Hylton, yesterday, ordered a temporary shutdown of the search engine on the website to "give us some time to reflect to see (if) we have done enough to make sure there are any safeguard elements that can be put in place". His actions followed a Gleaner exposé, which pointed to the fact that information was made public, a story which caused widespread reaction.
He said the move was precautionary, even as he stressed that the Securities Interest in Personal Property (SIPP) law, which gave rise to the registry, will mean a fundamental change in the way in which access to credit is dealt with. He said access to credit was a major constraint to the development of business, particularly of micro, small and medium enterprises.
Despite the pluses, Hylton admitted that, in this new age of transparency, systems like the securities registry "can be abused".
"I want to make sure that what we have does not allow itself for abuse," the minister said, while adding that he would be consulting with stakeholders as to the way forward.
Several legislators reacted with surprise, claiming they had no knowledge that the registry would reveal personal information. At least one attorney has suggested that it is in breach of the Charter of Fundamental Rights and Freedoms, on the question of privacy.

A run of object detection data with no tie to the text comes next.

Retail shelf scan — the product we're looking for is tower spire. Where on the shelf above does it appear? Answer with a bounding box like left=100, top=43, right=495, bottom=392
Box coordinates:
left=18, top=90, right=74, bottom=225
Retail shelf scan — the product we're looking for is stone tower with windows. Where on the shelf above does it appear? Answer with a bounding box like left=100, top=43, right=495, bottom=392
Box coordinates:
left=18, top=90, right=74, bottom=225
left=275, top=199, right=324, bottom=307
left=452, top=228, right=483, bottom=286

Audley Shaw, the opposition spokesman on finance, told The Gleaner yesterday that he understood the intent of the regime, arguing that it was expected within the context of a developing economy.

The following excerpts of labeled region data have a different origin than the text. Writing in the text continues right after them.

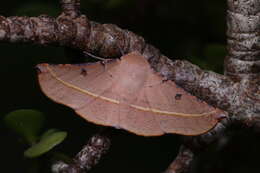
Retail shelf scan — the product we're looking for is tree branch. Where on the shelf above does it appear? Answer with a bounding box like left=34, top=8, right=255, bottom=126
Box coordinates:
left=0, top=0, right=260, bottom=172
left=52, top=135, right=110, bottom=173
left=60, top=0, right=80, bottom=18
left=225, top=0, right=260, bottom=81
left=164, top=146, right=194, bottom=173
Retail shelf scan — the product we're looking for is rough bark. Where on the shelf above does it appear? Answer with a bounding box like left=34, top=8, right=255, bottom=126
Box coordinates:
left=0, top=0, right=260, bottom=173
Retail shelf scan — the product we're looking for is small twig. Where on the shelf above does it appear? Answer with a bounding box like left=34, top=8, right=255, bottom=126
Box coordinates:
left=83, top=51, right=107, bottom=61
left=164, top=145, right=194, bottom=173
left=52, top=135, right=110, bottom=173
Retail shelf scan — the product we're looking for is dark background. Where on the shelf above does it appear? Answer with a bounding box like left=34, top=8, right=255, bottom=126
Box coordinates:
left=0, top=0, right=260, bottom=173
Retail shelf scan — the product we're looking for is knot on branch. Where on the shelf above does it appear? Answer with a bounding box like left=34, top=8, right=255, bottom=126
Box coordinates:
left=60, top=0, right=80, bottom=18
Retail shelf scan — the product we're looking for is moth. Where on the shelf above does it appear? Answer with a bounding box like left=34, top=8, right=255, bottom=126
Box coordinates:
left=37, top=52, right=226, bottom=136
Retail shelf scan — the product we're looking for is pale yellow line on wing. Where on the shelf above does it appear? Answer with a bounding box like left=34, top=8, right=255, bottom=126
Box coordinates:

He said, however, that "the ability of anybody to just go on the website and find out every detail and every cornerstone of everybody's personal business, seems to me, on the face of it, to be an unwarranted invasion of one's right to privacy".
The opposition spokesman said he welcomed Hylton's announcement of a review and said the regualtions should be brought to Parliament for scrutiny.
Hylton, however, said that "even having heard the concerns, we believe there is no need for any amendment of the bill because the bill itself requires basic information, some of which are mandatory, and, in any event, it requires the consent of the persons (for disclosure) for the person to access credit".
"I am not going to take any unilateral actions and neither am I going to be spooked or alarmed into any response. We knew that this would be disruptive in some sense and that people will have to become accustomed to this new piece of legislation, but we are satisfied that this legislation itself is appropriate and, if followed by the users, should satisfy the concerns," the minister said.
The SIPP was passed by Parliament to allow for movable assets to be used as collateral.
When a person buys personal property on hire purchase, or uses personal property as security for a loan or another type of credit-providing transaction, the secured creditor will, probably, register details of the security interest in the National Security Interests in Personal Property Registry. Those details consist of a debtor's personal details, including name, address, and a description of the personal property.
Regulations in support of the SIPP allow for the register to maintain certain records relating to personal property. The regulations say the registrar shall maintain the register in a state of availability for public inspection, including the capability to view any registration notice filed in the register by inputting a search of any information, such as the name of the debtor.
In the case of a motor vehicle, the serial number of the motor vehicles are made public, and in the case of fixtures, the identification information relating to the land is disclosed.